Occasionally, highly educated Londoners half-jokingly, half-wistfully suggest the city should declare independence from the rest of the country.
They really mean independence from provincial England, whose values and political priorities they abhor. They aspire to live in a city friendly to business and the successful – an open-minded city, open to the world. Would they get that in a democratic London state? In a word: no.
While London has a large number of successful, liberal-minded professionals, it has at least as many people worried about the supposed negative impact of the city’s wealth and success on ordinary people. Some of these people struggle themselves; others simply reject the laissez-faire capitalist model that some want to create. Either way, there are not enough votes in London for a Singaporean model.
There are a few areas where the independence movement would be happy. London would undoubtedly vote to re-join the EU. It would remain much more diverse than the rest of the country and more positive towards multiculturalism – not just accepting of a multiracial society but positive about different cultures asserting themselves. (That said, polls suggest Londoners favour restricting the numbers of new migrants – presumably because of perceived pressures on public services and housing.)
But London would also be much more likely to vote in a Corbynist government than the rest of the UK. I do not just mean a Labour government – we have a moderate Labour mayor, and many would be happy for this to continue. But (just as has happened in New York) London is much more likely to vote hard-left. While the Conservatives lead Jeremy Corbyn’s Labour nationally by 13 points, in London it is only by four points. Add a couple of Brexit wobbles, and the lead could disappear.
This reflects many Londoners’ core values. Just before the last General Election, think tank Policy Exchange produced in-depth research into people’s values and political priorities. While most people across Britain said their most important value was “family”, in London this was considerably below “fairness”. This is important: family suggests you think the most important unit is outside the state; fairness suggests you think the state needs to intervene to even things up. Londoners are the most likely people, along with those in Scotland, to say government can be a force for good, rather than that its size should be restricted.

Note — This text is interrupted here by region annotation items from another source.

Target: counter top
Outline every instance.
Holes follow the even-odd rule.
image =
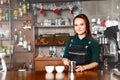
[[[84,72],[47,73],[45,71],[8,71],[0,73],[0,80],[120,80],[112,70],[90,70]]]

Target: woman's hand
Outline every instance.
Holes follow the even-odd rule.
[[[76,68],[75,68],[75,71],[76,72],[83,72],[83,71],[85,71],[86,70],[86,67],[85,66],[76,66]]]
[[[62,61],[63,61],[63,64],[64,64],[64,65],[69,66],[69,62],[70,62],[70,61],[69,61],[67,58],[63,58]]]

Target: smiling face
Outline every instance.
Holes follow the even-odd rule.
[[[79,36],[86,36],[86,23],[82,18],[74,20],[74,30]]]
[[[75,35],[78,35],[79,38],[85,36],[92,37],[90,31],[90,23],[85,14],[79,14],[73,19]]]

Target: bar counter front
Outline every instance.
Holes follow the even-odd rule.
[[[120,80],[119,75],[113,74],[112,70],[89,70],[84,72],[62,73],[46,71],[8,71],[0,72],[0,80]]]

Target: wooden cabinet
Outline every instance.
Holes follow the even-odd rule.
[[[45,71],[45,66],[48,65],[63,65],[62,58],[52,57],[36,57],[34,59],[35,71]]]
[[[28,0],[11,0],[11,24],[12,24],[12,42],[14,45],[12,62],[14,64],[33,62],[34,58],[34,27],[33,16]],[[17,36],[17,39],[15,39]],[[21,42],[21,43],[20,43]],[[24,43],[26,47],[24,47]],[[28,51],[28,45],[31,44],[32,50]]]

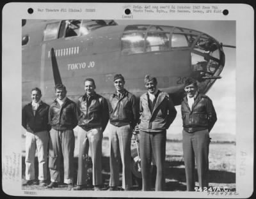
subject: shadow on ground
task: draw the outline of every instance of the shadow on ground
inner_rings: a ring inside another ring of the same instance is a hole
[[[76,184],[77,177],[77,158],[74,158],[74,166],[75,169],[74,179],[74,182]],[[63,165],[63,164],[62,164]],[[37,179],[38,175],[38,162],[37,158],[35,158],[35,176]],[[186,175],[185,175],[185,169],[184,168],[184,161],[166,161],[165,163],[165,171],[164,175],[166,176],[166,191],[186,191]],[[122,166],[120,166],[120,170],[122,169]],[[61,172],[61,181],[63,181],[63,167],[61,168],[62,172]],[[87,189],[93,189],[93,186],[92,186],[92,162],[90,161],[88,164],[88,186]],[[156,172],[153,171],[154,173]],[[155,176],[154,173],[151,175]],[[22,179],[25,179],[25,157],[22,156]],[[102,189],[106,190],[108,188],[108,184],[109,182],[109,157],[102,157],[102,179],[104,184],[102,186]],[[121,175],[121,172],[120,172]],[[196,175],[196,181],[198,181],[197,175]],[[49,170],[47,170],[47,182],[50,182],[50,174]],[[209,183],[216,183],[216,184],[231,184],[236,183],[236,173],[232,172],[229,172],[227,171],[218,171],[218,170],[209,170]],[[122,177],[120,176],[120,184]],[[153,179],[154,181],[154,179]],[[133,187],[132,190],[138,191],[141,189],[141,181],[133,178],[132,179]],[[65,184],[61,184],[60,186],[60,189],[63,189],[66,186]],[[152,190],[154,190],[154,186],[152,185]],[[35,186],[34,188],[22,187],[22,188],[30,188],[30,189],[42,189],[40,188],[38,186]]]

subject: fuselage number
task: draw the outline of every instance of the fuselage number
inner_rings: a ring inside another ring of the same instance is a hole
[[[79,69],[85,69],[85,68],[93,68],[95,65],[95,63],[94,61],[89,61],[88,63],[74,63],[74,64],[68,64],[68,70],[75,70]]]

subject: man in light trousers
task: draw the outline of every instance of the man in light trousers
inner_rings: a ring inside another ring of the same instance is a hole
[[[47,188],[58,186],[60,182],[60,166],[64,161],[64,183],[68,190],[73,188],[74,151],[75,136],[73,129],[77,124],[76,103],[67,98],[66,87],[63,84],[55,86],[57,98],[51,105],[49,111],[50,131],[49,168],[51,184]]]
[[[86,188],[88,150],[92,155],[92,177],[94,190],[100,190],[102,183],[102,144],[103,131],[109,119],[106,100],[95,91],[93,79],[86,78],[84,82],[85,94],[79,98],[78,113],[78,156],[77,186],[74,190]]]
[[[124,89],[124,77],[114,76],[116,91],[109,101],[109,124],[107,128],[110,146],[109,191],[117,190],[119,185],[119,164],[122,163],[122,188],[130,190],[132,186],[131,170],[131,141],[132,129],[137,121],[135,96]]]
[[[184,83],[186,96],[181,103],[183,122],[183,152],[187,191],[195,191],[195,158],[199,189],[208,188],[209,133],[217,121],[211,99],[198,92],[197,82],[191,78]]]
[[[23,186],[31,185],[35,182],[35,156],[37,149],[38,159],[38,180],[41,186],[46,186],[47,155],[49,142],[48,124],[49,106],[41,100],[41,90],[35,87],[31,90],[32,101],[22,108],[22,124],[26,129],[26,181]]]
[[[150,190],[152,156],[156,165],[155,191],[164,191],[166,129],[175,118],[177,111],[168,94],[157,89],[156,77],[146,75],[144,82],[148,92],[140,100],[142,191]]]

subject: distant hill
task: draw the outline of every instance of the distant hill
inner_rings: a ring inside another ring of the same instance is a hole
[[[212,142],[236,142],[236,135],[230,133],[210,133]],[[182,133],[167,133],[167,140],[179,142],[182,140]]]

Furthermore, like other British people, Londoners think the way the economy works is unfair for the majority. Despite living in one of the world’s great capitalist cities, where millions of people’s livelihoods are dependent in some way on the wealth created by the businesses that operate here, people are not convinced about the power of the market.
YouGov polling this week did show Londoners hostile to the idea of a £1m legal limit for annual earnings. But previous polling showed that, by more than two-to-one, Londoners would support a 50p tax rate for those that earn over £150,000. They even agreed with the proposition that the 50p tax should be kept even if it did not bring more money in, because it is morally right that the rich pay more in tax.
There are upsides to an independent London. We would finally deal with the housing crisis we face in the city: sheer mass, public irritation would see to that. Londoners’ very extensive use of paid childcare would also demand action to reduce costs. Public transport might also improve for the same reason.
But people who want to live in a mercantile city state should not be looking to set one up in London. They will not like to hear this, but the polls suggest that the best place to do that might be in Surrey and the home counties. Polls of those who live in the South show they are the ones that truly believe in capitalism. An independent South might not have the same glamour, but it is the real home of capitalism in Britain.